University dissertation from Uppsala : Acta Universitatis Upsaliensis

Abstract: The neuropeptide Y (NPY) family of structurally related peptides includes NPY, peptide YY (PYY) and pancreatic polypeptide (PP). They bind to G-protein coupled receptors named Y receptors, and include in mammals Y1, Y2, Y4, Y5, Y6 and in non-mammalian vertebrates also Y7, Yb and Yc. Subtypes Y1 and Y5 stimulate appetite, while Y2 and Y4 have the opposite effect in mammals. The studies described here concern human Y1 and Y4, chicken Y6 and Y7, and zebrafish Y2. Site-directed mutagenesis of human Y1 identified sites important for binding of NPY and PYY as well as Y1 antagonists. The results clarify contradictory findings previously reported by others and identify new sites of interaction. A three-dimensional structural model of the Y1 receptor based upon the high-resolution structure of bovine rhodopsin was generated that increases our understanding of ligand-receptor interactions and hopefully will facilitate the design of novel subtype-selective agonists and antagonists.
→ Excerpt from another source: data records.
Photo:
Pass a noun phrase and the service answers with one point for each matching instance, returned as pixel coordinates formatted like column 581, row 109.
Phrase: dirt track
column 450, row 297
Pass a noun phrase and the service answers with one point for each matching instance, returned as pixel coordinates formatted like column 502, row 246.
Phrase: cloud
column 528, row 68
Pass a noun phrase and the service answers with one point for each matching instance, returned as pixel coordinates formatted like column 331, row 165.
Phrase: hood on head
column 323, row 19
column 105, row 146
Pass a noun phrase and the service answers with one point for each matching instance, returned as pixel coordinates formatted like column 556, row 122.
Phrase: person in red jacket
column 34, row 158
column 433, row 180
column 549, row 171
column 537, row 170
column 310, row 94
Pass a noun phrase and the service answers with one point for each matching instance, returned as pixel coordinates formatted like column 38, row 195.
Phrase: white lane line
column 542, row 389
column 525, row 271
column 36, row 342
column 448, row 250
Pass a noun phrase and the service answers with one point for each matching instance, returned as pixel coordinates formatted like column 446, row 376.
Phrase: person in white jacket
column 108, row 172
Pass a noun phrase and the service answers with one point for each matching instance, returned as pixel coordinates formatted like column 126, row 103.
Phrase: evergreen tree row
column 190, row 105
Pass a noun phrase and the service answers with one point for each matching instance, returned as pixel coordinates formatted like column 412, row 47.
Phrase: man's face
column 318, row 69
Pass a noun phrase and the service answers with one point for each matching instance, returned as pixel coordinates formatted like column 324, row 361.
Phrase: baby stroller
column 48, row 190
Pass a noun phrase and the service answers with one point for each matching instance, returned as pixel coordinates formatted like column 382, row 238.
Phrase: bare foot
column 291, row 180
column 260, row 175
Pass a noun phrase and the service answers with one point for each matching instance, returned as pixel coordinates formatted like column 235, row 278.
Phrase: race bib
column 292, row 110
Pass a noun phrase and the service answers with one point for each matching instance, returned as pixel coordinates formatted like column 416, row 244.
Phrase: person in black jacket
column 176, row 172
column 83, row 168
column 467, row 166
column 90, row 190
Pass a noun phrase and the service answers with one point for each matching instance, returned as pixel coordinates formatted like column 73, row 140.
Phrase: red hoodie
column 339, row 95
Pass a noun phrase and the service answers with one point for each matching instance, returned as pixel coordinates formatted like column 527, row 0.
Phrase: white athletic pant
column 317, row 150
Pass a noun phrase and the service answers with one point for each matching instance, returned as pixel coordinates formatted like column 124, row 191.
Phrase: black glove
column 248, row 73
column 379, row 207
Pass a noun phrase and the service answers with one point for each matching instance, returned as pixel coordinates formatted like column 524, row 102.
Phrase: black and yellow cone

Two naturally occurring variants of human Y4 with substitutions R240C and V276M have been found in a sample of obese children. Functional studies in vitro showed that the cellular response to PP was greatly decreased for R240C and may provide a causative link to juvenile obesity. The genes for chicken Y6 and Y7 were found to be located ~1 megabase apart on chromosome 13 syntenic to the human Y6 pseudogene. Y6 mRNA has widespread expression whereas Y7 mRNA was found only in adrenal gland. Truncated fragments of PYY had lower affinity to chicken Y7 and zebrafish Y2 than to Y2 from mammals and chicken. The results suggest that Y2 in mammals acquired the ability to bind truncated PYY, i. e. PYY3-36, fairly recently, which has implications for its role in appetite inhibition.These differences between receptor subtypes in sequences and pharmacological properties will be useful to further elucidate the structure and activation of Y receptors by site-directed mutagenesis.